Schwangere Mütter und werdende Väter sollten sich vor dem ersten Besuch beim Frauenarzt genau überlegen, welchen Weg sie gehen wollen. IGeL-Leistungen sind nicht medizinisch notwendig, es bedarf keiner Eile bei der Entscheidungsfindung. Ihr solltet kritisch hinterfragen, Aufklärung einfordern und guten Gewissens Leistungen ablehnen. Mit den IGeL-Leistungen wird uns Individualität und Gesundheit versprochen, doch sie halten im Bereich der Schwangerschaftsvorsorge nicht, was sie versprechen. Vielmehr werden alle Schwangere dazu gedrängt, sich engmaschig überwachen zu lassen und gesünder wird dabei definitiv niemand. Blickt man der Realität ins Auge, so dienen IGeL-Leistungen vor allem der Arztpraxis; sie tragen dazu bei, das Budget aufzubessern und das (teure) Ultraschallgerät zu finanzieren. Sie helfen der Schwangeren jedoch nicht, auf die Signale des eigenen Körpers zu horchen, die Zeichen, die dieser sendet zu empfangen und in gutem Kontakt zu ihrem Kind zu sein. „In guter Hoffnung“ zu sein bedeutet mehr, als nur auf das nächste „Alles in Ordnung!“ des Arztes zu warten. Eine gute Möglichkeit den Versuchungen von IGeL-Leistungen zu widerstehen, ist eine hebammenbetreute Schwangerenvorsorge, mehr dazu lest ihr hier. Eine kritische Auseinandersetzung zu IGeL-Leistungen während der Schwangerschaft findet ihr auch auf der Seite von Greenbirth e.V.
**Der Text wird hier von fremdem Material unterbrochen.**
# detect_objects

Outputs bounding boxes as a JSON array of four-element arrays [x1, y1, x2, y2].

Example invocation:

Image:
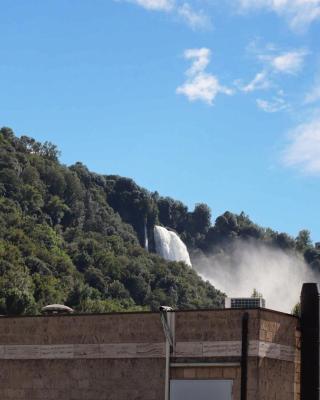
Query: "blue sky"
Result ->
[[0, 0, 320, 241]]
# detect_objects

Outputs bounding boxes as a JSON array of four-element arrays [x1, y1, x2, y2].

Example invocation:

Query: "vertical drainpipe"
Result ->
[[160, 307, 175, 400], [301, 283, 320, 400], [240, 312, 249, 400]]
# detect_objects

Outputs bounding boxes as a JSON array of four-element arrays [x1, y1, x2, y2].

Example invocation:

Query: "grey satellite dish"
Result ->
[[41, 304, 73, 314]]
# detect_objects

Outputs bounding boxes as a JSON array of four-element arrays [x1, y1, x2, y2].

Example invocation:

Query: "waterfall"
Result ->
[[154, 225, 192, 267], [144, 223, 149, 251]]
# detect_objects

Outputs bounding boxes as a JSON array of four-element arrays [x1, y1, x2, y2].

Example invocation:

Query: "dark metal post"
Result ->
[[240, 312, 249, 400], [301, 283, 320, 400]]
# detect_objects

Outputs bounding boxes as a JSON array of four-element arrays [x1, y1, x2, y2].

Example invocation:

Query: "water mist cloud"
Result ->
[[193, 242, 318, 313]]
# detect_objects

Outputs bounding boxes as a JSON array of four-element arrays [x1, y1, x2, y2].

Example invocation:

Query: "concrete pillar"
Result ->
[[301, 283, 320, 400]]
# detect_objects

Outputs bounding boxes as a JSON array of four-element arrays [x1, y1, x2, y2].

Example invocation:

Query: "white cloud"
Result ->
[[119, 0, 211, 29], [177, 3, 211, 29], [261, 50, 307, 74], [238, 0, 320, 30], [176, 48, 233, 105], [240, 71, 271, 93], [304, 78, 320, 104], [128, 0, 175, 11], [177, 73, 232, 105], [283, 117, 320, 175], [256, 97, 289, 113], [184, 47, 211, 76]]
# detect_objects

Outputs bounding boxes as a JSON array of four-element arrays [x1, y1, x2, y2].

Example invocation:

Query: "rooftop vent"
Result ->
[[224, 297, 266, 308]]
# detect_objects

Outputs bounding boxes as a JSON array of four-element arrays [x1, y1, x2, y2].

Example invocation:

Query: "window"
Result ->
[[170, 379, 233, 400]]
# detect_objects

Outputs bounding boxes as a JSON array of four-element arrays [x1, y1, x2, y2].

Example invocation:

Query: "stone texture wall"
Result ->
[[0, 310, 300, 400]]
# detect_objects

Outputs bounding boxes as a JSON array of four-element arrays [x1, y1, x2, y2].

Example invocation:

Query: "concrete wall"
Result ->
[[0, 310, 300, 400]]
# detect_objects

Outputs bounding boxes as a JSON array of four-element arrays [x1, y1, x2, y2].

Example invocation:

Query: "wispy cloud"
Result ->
[[238, 0, 320, 30], [176, 48, 233, 105], [260, 50, 308, 75], [126, 0, 175, 11], [256, 97, 289, 113], [237, 43, 308, 101], [304, 75, 320, 104], [240, 71, 272, 93], [177, 3, 211, 29], [283, 117, 320, 175], [119, 0, 211, 29]]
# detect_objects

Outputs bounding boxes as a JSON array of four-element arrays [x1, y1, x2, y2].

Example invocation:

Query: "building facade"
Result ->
[[0, 309, 301, 400]]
Und falls ihr während der Vorsorge doch über ein Extrapaket an Leistungen stolpern solltet, so denkt ruhig an den Igel. Er ist voller Stacheln und eine schwangere Frau sollte sich gut überlegen, wie nahe sie ihm kommen mag.
Quellen:
Es gibt im Internet einige Seiten, die sich mit der Bewertung und Übersicht von IGeL-Leistungen befassen.
http://www.igel-monitor.de
http://www.igel-check.de/
Leider fehlt meist eine Übersicht der Untersuchungen, die während der Schwangerschaft angeboten werden.